I got what was called a ‘Mental Feng Shui Lotus Touts’.
Now, I’ll be honest. I had no idea what a Mental Feng Shui Lotus Touts was. Feng Shui is a 3000-year-old system of art and science from China that reveals how to balance the energies of a space to ensure health and good fortune to those inhabiting it. Lotus Touts? Your guess is as good as mine. Sounds like something you might step in.

I don’t believe in such stuff, so I can’t tell you why I decided to see what would happen if I forwarded the e-mail.

Maybe it was because it claimed that if I sent it to five people, my life would improve; five to ten, improve greatly; ten to fifteen, three surprises in the next two weeks; and over fifteen, all I had dreamed of.

Golly gee, folks. With those kind of assurances, an old country boy would be a sucker not to give it a shot. I had nothing to lose. At least, that’s what I thought.
Now, this little good luck e-mail consisted of twenty-one guides to a more satisfying life.

They were the usual little truisms that most of us try to observe in our daily lives: give more than people expect, and do it cheerfully; marry someone you love to talk to; don’t believe all you hear, spend all you have, or sleep all you want; when you say ‘I love you’, mean it; when you apologize to someone, look them in the eye; when you make a mistake, take steps to correct it; don’t let a disagreement destroy a friendship; and another fifteen or so.

So, I figured if I were going to forward the good luck note, I might as well go whole hog and send it to everyone on my list.

Well, I have to admit, the e-mail was right about the surprises. The first came the next day when three on my contact list said they’d taken my name off their contact lists and for me to never communicate with them again.

I didn’t have time to get upset, for at that minute, my computer crashed. I contacted my computer tech. Great guy, smart guy, expensive guy.

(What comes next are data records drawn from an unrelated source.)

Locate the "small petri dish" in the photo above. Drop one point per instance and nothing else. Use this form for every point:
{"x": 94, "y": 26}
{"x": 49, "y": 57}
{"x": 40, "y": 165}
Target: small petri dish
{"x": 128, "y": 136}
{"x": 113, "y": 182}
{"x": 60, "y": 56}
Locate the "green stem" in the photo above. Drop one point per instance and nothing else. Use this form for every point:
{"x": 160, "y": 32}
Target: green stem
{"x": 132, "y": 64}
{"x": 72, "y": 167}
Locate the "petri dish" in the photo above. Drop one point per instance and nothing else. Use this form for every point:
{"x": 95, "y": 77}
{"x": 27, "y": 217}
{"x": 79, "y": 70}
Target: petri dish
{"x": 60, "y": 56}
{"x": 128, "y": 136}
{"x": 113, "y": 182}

So far, the e-mail had cost me three contacts and a nice chunk of cash. I shrugged if off, figuring if I bought the cheapest beer for the next six months, I’d recoup my expenses.

I got my next surprise the following day when I ruined a tire. That was just after I got a speeding ticket. By then, I was ready to strangle the jerk who had sent me the good luck e-mail.

That night, I reread the list of truisms. I stopped at ‘Hindsight is twenty-twenty.’ Was that ever right! I knew when I was in the middle of sending out that stuff that I was making a mistake. And I refused to listen.

The only good luck I got out of that fiasco was a few days later when I ran out of gas, I did manage to coast into a station. That’s the kinda luck I have, half good and half bad, and there ain’t no stinking e-mail that will solve that.


rconwell@gt.rr.com

1 comment:

Capri said...

Haha! No kidding. Those are such rubbish, and this list was actually taken from copyrighted material too, hoax-originators have absolutely no honor.